Türk Müziğinin mihenk taşlarından biri olan MFÖ grubunun üyelerinden biri olan Fuat Güner ile Dünyaca ünlü müzisyen Mark Eliyahu ortak bir çalışmada buluşup bir şarkı yaptılar.Şarkının sözleri Fuat Güner’ e bestesi ise Mark Eliyahu ya ait. Usta ikilinin şarkısı oldukça ilgi gördü. Sabah Gazetesi Fuat Güner ve Mark Eliyahu ile röportaj gerçekleştirdi. İşte o röportaj;

FUAT GÜNER

Yanlışlardan dönmenin yaşı yok

– Mark Eliyahu’yu hiç tanımayan birine nasıl anlatırsınız?
– Mark, kamançası ile insanların gönlüne girecek melodileri bulan, bunları güzel icra eden, ayrıca sahnedeki karizması izleyicileri etkileyen, genç, yetenekli ve başarılı bir sanatçı.
– Besteyi ilk dinlediğinizde neler hissettiniz?
– Kolay beğenen biri değilimdir aslında. Ama Mark bestesini yolladığında açtım, dinledim ve hemen beğendim. Üstüne çalışırken daha çok sevdim. Sözler için çalışmaya başladığımda, kamançanın melodisini ele aldım.

– Yazdığınız sözlerden yola çıkarsak, duyarsızlık, çaresizlik, acımasızlık ve ilgisizlik… İnsanlık nasıl bu hale geldi?
– Bir düşünün… İş hayatı acımasız, duygusuz ve hızlı. Ayrıca hepimizin günlük rutinleri var. Tamamen bir koşturma hali. Buna o kadar çok dalıyoruz ki, birçok güzelliği fark edemiyoruz. Bence o güzellikleri görebilmek, hayatın anlamını bulabilmek için aşırı hırslarımızdan, egolarımızdan, menfaatçilikten, ihtiraslardan, kıskançlıklardan, duyarsızlıktan, mülkiyet duygularımızdan kurtulmamız lazım. Ruhumuzu aydınlatmamız, daha duyarlı, sevecen, anlayışlı olmamız lazım. Bu hem kendimize, hem ilişkilerimize, hem de dünyaya olumlu yansıyacaktır. Buna dikkat çekmek istedim. Ve burada İpek İyier’e teşekkür etmek istiyorum, çünkü bazı mısralar ona ait, sözleri bitirmemdeki katkısı önemli.

– Yaşadığımız salgın, geçirdiğimiz bu zor süreç iyiye ulaşmada bizim için bir fırsat olabilir mi? Gelecek sizce nasıl şekillenecek?
– Salgın ve yaşadığımız bu süreç, aslında birçok şeyi gözden geçirme fırsatı yaratıyor, ama görebilenler ve düşünebilenler için!
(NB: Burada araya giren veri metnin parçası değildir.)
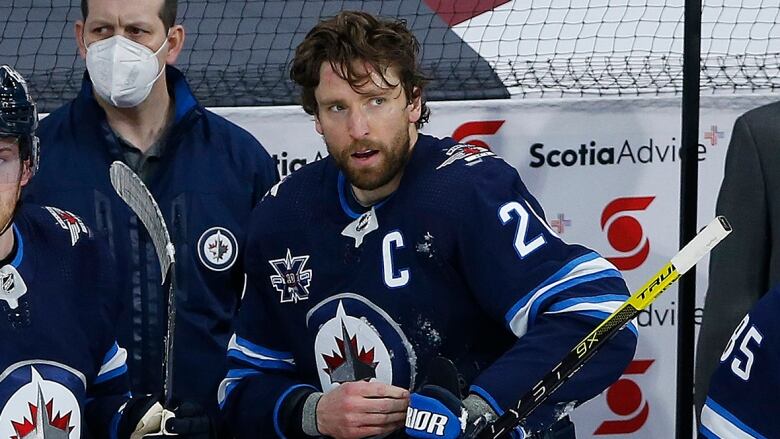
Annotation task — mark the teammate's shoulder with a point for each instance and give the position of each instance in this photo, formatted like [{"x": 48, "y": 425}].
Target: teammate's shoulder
[
  {"x": 54, "y": 225},
  {"x": 303, "y": 187},
  {"x": 758, "y": 115},
  {"x": 229, "y": 133},
  {"x": 768, "y": 306},
  {"x": 447, "y": 160}
]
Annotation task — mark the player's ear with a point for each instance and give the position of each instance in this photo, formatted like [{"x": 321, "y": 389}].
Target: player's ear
[
  {"x": 317, "y": 124},
  {"x": 176, "y": 36},
  {"x": 79, "y": 32},
  {"x": 415, "y": 105},
  {"x": 26, "y": 173}
]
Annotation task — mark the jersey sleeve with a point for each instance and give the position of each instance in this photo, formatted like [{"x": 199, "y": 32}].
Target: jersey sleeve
[
  {"x": 261, "y": 391},
  {"x": 548, "y": 293},
  {"x": 110, "y": 387},
  {"x": 744, "y": 387}
]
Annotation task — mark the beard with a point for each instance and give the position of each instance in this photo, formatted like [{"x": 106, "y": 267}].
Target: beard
[{"x": 394, "y": 157}]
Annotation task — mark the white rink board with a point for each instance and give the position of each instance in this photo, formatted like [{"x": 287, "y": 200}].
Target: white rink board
[{"x": 641, "y": 404}]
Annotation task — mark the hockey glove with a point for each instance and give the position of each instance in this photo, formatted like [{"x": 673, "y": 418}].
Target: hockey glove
[
  {"x": 435, "y": 412},
  {"x": 140, "y": 415},
  {"x": 190, "y": 421}
]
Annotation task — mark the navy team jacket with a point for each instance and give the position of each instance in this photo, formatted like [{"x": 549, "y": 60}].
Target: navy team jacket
[{"x": 209, "y": 177}]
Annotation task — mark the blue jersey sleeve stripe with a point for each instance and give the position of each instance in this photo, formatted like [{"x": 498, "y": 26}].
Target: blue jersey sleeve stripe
[
  {"x": 601, "y": 316},
  {"x": 588, "y": 263},
  {"x": 234, "y": 376},
  {"x": 278, "y": 405},
  {"x": 560, "y": 274},
  {"x": 114, "y": 364},
  {"x": 110, "y": 354},
  {"x": 245, "y": 345},
  {"x": 707, "y": 433},
  {"x": 113, "y": 428},
  {"x": 110, "y": 374},
  {"x": 566, "y": 303},
  {"x": 723, "y": 423},
  {"x": 482, "y": 393},
  {"x": 543, "y": 298},
  {"x": 259, "y": 363}
]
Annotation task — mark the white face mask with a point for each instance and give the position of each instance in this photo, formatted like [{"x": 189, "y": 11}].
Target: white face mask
[{"x": 123, "y": 72}]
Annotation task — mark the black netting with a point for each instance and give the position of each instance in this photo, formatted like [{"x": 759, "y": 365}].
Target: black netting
[{"x": 237, "y": 52}]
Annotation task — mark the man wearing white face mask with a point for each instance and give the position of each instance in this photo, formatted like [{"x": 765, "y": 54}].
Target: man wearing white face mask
[{"x": 205, "y": 173}]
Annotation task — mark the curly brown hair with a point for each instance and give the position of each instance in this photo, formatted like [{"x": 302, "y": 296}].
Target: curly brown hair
[{"x": 358, "y": 36}]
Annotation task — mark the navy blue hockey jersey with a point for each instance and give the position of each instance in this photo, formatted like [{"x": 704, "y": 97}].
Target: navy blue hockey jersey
[
  {"x": 62, "y": 375},
  {"x": 457, "y": 262},
  {"x": 742, "y": 400},
  {"x": 208, "y": 178}
]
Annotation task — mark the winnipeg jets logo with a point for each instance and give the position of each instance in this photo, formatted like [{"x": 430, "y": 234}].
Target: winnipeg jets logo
[
  {"x": 41, "y": 409},
  {"x": 349, "y": 363},
  {"x": 361, "y": 227},
  {"x": 350, "y": 349},
  {"x": 12, "y": 286},
  {"x": 217, "y": 248},
  {"x": 69, "y": 222},
  {"x": 471, "y": 154},
  {"x": 291, "y": 280}
]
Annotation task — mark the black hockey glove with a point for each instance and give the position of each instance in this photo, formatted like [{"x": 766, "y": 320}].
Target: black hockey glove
[
  {"x": 436, "y": 410},
  {"x": 190, "y": 421},
  {"x": 144, "y": 416}
]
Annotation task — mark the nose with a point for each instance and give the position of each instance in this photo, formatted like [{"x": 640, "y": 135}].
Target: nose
[{"x": 358, "y": 124}]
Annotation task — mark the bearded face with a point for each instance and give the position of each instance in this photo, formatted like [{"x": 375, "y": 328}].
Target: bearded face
[{"x": 368, "y": 130}]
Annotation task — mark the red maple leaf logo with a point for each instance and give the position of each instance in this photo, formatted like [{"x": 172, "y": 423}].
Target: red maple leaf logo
[
  {"x": 26, "y": 427},
  {"x": 337, "y": 359}
]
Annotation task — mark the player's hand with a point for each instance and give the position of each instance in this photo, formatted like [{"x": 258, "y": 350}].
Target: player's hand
[
  {"x": 190, "y": 421},
  {"x": 361, "y": 409}
]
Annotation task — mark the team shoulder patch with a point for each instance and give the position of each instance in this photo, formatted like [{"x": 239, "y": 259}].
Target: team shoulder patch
[
  {"x": 291, "y": 279},
  {"x": 69, "y": 222},
  {"x": 217, "y": 249},
  {"x": 471, "y": 154}
]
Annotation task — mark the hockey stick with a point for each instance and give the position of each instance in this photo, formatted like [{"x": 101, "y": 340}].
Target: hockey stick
[
  {"x": 134, "y": 192},
  {"x": 699, "y": 246}
]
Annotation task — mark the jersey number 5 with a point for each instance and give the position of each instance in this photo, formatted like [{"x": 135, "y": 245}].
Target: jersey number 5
[
  {"x": 738, "y": 366},
  {"x": 512, "y": 210}
]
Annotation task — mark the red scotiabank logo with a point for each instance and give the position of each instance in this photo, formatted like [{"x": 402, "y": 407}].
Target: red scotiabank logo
[
  {"x": 467, "y": 132},
  {"x": 624, "y": 232},
  {"x": 625, "y": 399}
]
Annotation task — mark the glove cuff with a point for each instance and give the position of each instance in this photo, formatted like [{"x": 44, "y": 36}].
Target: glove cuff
[
  {"x": 476, "y": 407},
  {"x": 309, "y": 414}
]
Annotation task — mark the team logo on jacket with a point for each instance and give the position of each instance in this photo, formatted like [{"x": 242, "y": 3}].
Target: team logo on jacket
[
  {"x": 291, "y": 279},
  {"x": 38, "y": 400},
  {"x": 356, "y": 340},
  {"x": 471, "y": 154},
  {"x": 217, "y": 248},
  {"x": 12, "y": 286},
  {"x": 69, "y": 222}
]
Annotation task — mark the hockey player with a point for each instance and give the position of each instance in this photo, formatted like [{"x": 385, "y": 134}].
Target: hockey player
[
  {"x": 62, "y": 374},
  {"x": 742, "y": 397},
  {"x": 398, "y": 248}
]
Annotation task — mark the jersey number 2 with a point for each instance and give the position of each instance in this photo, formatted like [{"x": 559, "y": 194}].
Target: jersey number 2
[{"x": 514, "y": 209}]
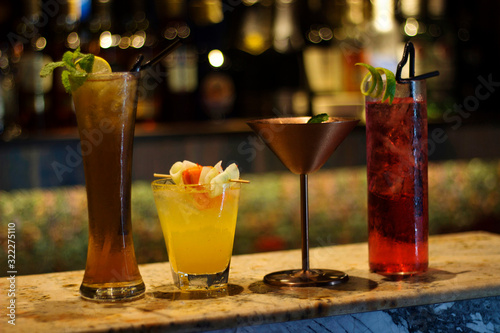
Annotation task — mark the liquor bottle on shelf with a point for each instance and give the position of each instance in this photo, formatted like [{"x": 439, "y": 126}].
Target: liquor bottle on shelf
[
  {"x": 180, "y": 83},
  {"x": 29, "y": 44},
  {"x": 66, "y": 34}
]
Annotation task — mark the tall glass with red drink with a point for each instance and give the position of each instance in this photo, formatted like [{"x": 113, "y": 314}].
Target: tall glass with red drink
[{"x": 397, "y": 181}]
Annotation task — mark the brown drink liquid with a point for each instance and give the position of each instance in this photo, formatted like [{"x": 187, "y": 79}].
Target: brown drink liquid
[
  {"x": 105, "y": 107},
  {"x": 397, "y": 186}
]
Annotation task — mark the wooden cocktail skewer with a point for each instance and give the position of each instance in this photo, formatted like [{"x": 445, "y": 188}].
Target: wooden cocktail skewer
[{"x": 162, "y": 175}]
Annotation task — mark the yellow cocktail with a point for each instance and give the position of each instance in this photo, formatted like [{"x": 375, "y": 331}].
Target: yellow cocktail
[{"x": 198, "y": 224}]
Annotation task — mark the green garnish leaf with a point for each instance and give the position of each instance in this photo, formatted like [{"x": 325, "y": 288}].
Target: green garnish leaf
[
  {"x": 49, "y": 68},
  {"x": 319, "y": 118},
  {"x": 374, "y": 86},
  {"x": 73, "y": 76}
]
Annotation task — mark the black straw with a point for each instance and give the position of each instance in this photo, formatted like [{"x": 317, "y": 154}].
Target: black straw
[
  {"x": 171, "y": 47},
  {"x": 409, "y": 51}
]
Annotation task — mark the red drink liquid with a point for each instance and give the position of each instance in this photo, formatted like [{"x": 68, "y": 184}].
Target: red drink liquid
[{"x": 397, "y": 186}]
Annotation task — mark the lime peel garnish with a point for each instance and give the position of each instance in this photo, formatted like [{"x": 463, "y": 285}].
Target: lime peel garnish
[
  {"x": 376, "y": 87},
  {"x": 77, "y": 74}
]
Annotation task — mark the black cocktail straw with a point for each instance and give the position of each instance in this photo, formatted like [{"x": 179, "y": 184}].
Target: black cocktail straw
[
  {"x": 137, "y": 65},
  {"x": 409, "y": 51}
]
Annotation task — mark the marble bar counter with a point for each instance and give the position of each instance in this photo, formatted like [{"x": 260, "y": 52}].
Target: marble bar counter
[{"x": 460, "y": 291}]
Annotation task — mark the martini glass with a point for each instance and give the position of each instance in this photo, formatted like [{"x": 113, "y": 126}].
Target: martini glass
[{"x": 303, "y": 148}]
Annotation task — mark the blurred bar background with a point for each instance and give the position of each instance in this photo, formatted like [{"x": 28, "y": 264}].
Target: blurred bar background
[{"x": 243, "y": 59}]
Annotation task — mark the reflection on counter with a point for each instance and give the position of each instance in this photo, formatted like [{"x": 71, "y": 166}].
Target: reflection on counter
[{"x": 51, "y": 225}]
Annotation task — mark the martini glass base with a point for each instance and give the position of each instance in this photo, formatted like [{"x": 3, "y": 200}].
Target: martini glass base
[{"x": 306, "y": 278}]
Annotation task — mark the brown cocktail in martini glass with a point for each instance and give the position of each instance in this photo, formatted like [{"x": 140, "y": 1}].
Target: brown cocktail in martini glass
[{"x": 303, "y": 148}]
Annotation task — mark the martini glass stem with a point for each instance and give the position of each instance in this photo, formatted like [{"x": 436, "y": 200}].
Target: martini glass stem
[{"x": 304, "y": 211}]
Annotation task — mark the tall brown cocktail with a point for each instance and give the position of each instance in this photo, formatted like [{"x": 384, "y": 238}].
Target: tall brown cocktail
[{"x": 105, "y": 108}]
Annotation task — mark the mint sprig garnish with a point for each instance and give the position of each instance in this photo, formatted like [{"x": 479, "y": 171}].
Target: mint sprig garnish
[
  {"x": 73, "y": 76},
  {"x": 319, "y": 118}
]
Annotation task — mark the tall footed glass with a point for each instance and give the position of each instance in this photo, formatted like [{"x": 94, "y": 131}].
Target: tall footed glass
[{"x": 105, "y": 108}]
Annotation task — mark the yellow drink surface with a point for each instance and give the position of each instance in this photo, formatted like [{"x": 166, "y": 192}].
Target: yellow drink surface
[{"x": 198, "y": 229}]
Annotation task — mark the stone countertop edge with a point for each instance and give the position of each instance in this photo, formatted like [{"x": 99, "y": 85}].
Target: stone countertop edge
[{"x": 462, "y": 266}]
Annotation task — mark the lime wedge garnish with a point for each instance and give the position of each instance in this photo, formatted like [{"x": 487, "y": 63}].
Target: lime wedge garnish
[
  {"x": 77, "y": 66},
  {"x": 375, "y": 86}
]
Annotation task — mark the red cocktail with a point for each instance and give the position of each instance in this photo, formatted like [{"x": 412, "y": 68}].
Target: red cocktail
[{"x": 397, "y": 181}]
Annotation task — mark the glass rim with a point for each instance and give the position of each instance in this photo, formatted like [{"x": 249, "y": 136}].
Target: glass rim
[
  {"x": 111, "y": 76},
  {"x": 158, "y": 182}
]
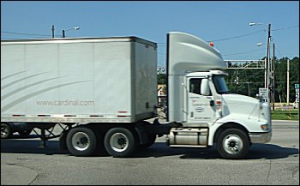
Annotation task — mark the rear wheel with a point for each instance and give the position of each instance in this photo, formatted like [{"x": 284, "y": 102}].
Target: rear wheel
[
  {"x": 233, "y": 144},
  {"x": 120, "y": 142},
  {"x": 6, "y": 131},
  {"x": 81, "y": 141}
]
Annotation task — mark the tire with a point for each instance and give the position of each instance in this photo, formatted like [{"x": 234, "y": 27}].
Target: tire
[
  {"x": 81, "y": 141},
  {"x": 120, "y": 142},
  {"x": 233, "y": 144},
  {"x": 6, "y": 131}
]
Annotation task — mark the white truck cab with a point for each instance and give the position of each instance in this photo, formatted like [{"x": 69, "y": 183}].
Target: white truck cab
[{"x": 200, "y": 100}]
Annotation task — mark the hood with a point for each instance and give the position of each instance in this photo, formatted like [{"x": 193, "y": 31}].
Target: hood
[{"x": 235, "y": 103}]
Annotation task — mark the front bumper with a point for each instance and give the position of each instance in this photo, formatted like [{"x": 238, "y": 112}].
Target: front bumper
[{"x": 260, "y": 137}]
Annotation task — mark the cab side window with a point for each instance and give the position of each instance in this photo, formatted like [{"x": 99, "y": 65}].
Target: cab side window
[{"x": 195, "y": 85}]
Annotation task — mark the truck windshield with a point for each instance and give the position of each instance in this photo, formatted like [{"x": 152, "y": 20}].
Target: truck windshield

Nefes almanın, özgürce hareket edebilmenin, sevgiyle sarılıp kucaklaşabilmenin, tribünlerde birlikte coşmanın, omuz omuza konser, sinema, tiyatro izleyebilmenin kıymetini hatırlamamıza sebep oldu. Keşke insanoğlunun sahip olduklarının değerini fark edebilmesi için, acı deneyimler yaşaması gerekmese… Elbette herkes bu süreçten ders çıkarmayacak, kaldığı yerden devam edecek. Diğer yandan “Dünya bundan eskisi gibi olmayacak” diyorlar, buna katılıyorum, ama dünyanın daha çok dijitalleşmesinin insan ruhundaki etkileri için endişe taşıyorum.